Ce qu’on peut dire c’est que l’attitude critique des parents vis à vis de l’école est relativement récente et c’est encore plus récemment qu’elle s’exprime ouvertement. Je situe ce changement autour des années 1970. Il est probable que la diffusion des idées nouvelles sur l’éducation comme celles de Françoise Dolto y soit pour quelque chose. Elles ont au moins permis à quelques-uns de s’interroger.
Jusqu’à ces années 1970, l’immense majorité des parents ne se posait pas de question par rapport à l’école et n’interpellait pas les enseignants quant à leurs pratiques… sauf quand celles-ci étaient radicalement différentes (pédagogies actives, pédagogie Freinet). Dans ce dernier cas, cela se traduisait par des « affaires » auxquelles prenait part l’administration quand ce n’était pas elle-même qui les provoquait. Une de ces affaires la plus célèbre étant « l’affaire Freinet » en 1933.
Les rapports enseignants/parents se limitaient aux moments où un enfant avait de mauvais comportements et où il était demandé aux parents d’agir de leur côté. « Quand je recevais une claque à l’école, j’en recevais deux à la maison ! ». Il était rarissime qu’un enseignant soit remis en question, voire même interrogé sur ses conceptions pédagogiques.
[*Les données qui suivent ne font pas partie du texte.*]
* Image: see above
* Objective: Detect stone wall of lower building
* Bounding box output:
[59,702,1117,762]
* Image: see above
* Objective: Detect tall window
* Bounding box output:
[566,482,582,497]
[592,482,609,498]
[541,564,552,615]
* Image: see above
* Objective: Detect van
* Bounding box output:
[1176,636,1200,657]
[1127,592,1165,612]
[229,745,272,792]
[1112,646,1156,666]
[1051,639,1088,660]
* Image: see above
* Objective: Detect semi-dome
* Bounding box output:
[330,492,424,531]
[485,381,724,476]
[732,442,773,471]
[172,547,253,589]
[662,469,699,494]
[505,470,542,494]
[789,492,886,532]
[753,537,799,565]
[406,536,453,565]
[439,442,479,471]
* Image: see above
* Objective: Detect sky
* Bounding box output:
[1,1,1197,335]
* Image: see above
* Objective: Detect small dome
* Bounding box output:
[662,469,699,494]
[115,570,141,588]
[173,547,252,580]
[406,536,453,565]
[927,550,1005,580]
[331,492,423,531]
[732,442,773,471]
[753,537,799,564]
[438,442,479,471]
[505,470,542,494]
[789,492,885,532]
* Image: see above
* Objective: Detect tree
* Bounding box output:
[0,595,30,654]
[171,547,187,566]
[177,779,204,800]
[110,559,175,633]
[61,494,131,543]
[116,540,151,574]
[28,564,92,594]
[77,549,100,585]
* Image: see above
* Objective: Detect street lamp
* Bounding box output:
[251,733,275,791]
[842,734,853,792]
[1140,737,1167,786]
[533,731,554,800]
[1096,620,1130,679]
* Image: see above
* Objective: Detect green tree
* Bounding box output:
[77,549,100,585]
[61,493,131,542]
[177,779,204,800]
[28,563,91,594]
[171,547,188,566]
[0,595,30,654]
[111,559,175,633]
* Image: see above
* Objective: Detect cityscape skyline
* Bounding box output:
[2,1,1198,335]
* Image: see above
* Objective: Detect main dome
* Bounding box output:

Le ghetto scolaire faisait l’objet d’un consensus général. « Chacun chez soi et les vaches seront bien gardées » disait-on à la campagne ou encore « On ne se mêle pas d’apprendre au garagiste comment réparer une voiture »
Ce contexte a profondément changé. Autrefois ce n’était pas l’école qui assurait l’avenir social des enfants mais la situation des familles. Fils de paysan devenait paysan, fils de commerçant devenait commerçant… les filles dépendant, elles, de leur futur mariage. L’école pouvant quand même être un ascenseur social pour quelques-uns.
Depuis quelques années ce n’est plus le cas, et du coup l’école a pris une autre importance et elle interroge d’autant plus qu’elle avoue elle-même ses échecs. Contrairement à ce qu’on dit, des travaux ont montré que jamais les parents ne se sont autant occupé et préoccupé de leurs enfants. Ils ont donc de plus en plus tendance à vouloir savoir ce qui se passe à l’école, comment cela se passe, pourquoi telle ou telle pédagogie. Ils ne se contentent plus d’entériner des résultats comme inéluctables et dont seul l’enfant est responsable. De ce fait, ils sont aussi perçus par les enseignants comme venant demander des comptes, ce qui est tout nouveau dans le système scolaire où, jusqu’à ces dernières années, les enseignants n’avaient de comptes à rendre qu’à leur hiérarchie. Si on ajoute que chaque parent n’a pas les mêmes aspirations quant à ce qu’il attend de l’école pour son enfant, on peut comprendre les réticences croissantes, plus que la méfiance, des enseignants qui ne savent plus comment se comporter.
L’école doit faire face à une nouvelle donne qui nécessite de changer un certain nombre de comportements, d’abandonner les habitus instaurés par plus d’un siècle scolaire et qui protégeaient le monde enseignant.
– Quels sont les freins selon vous qui empêchent les parents d’élèves d’être plus actifs au sein de l’institution ?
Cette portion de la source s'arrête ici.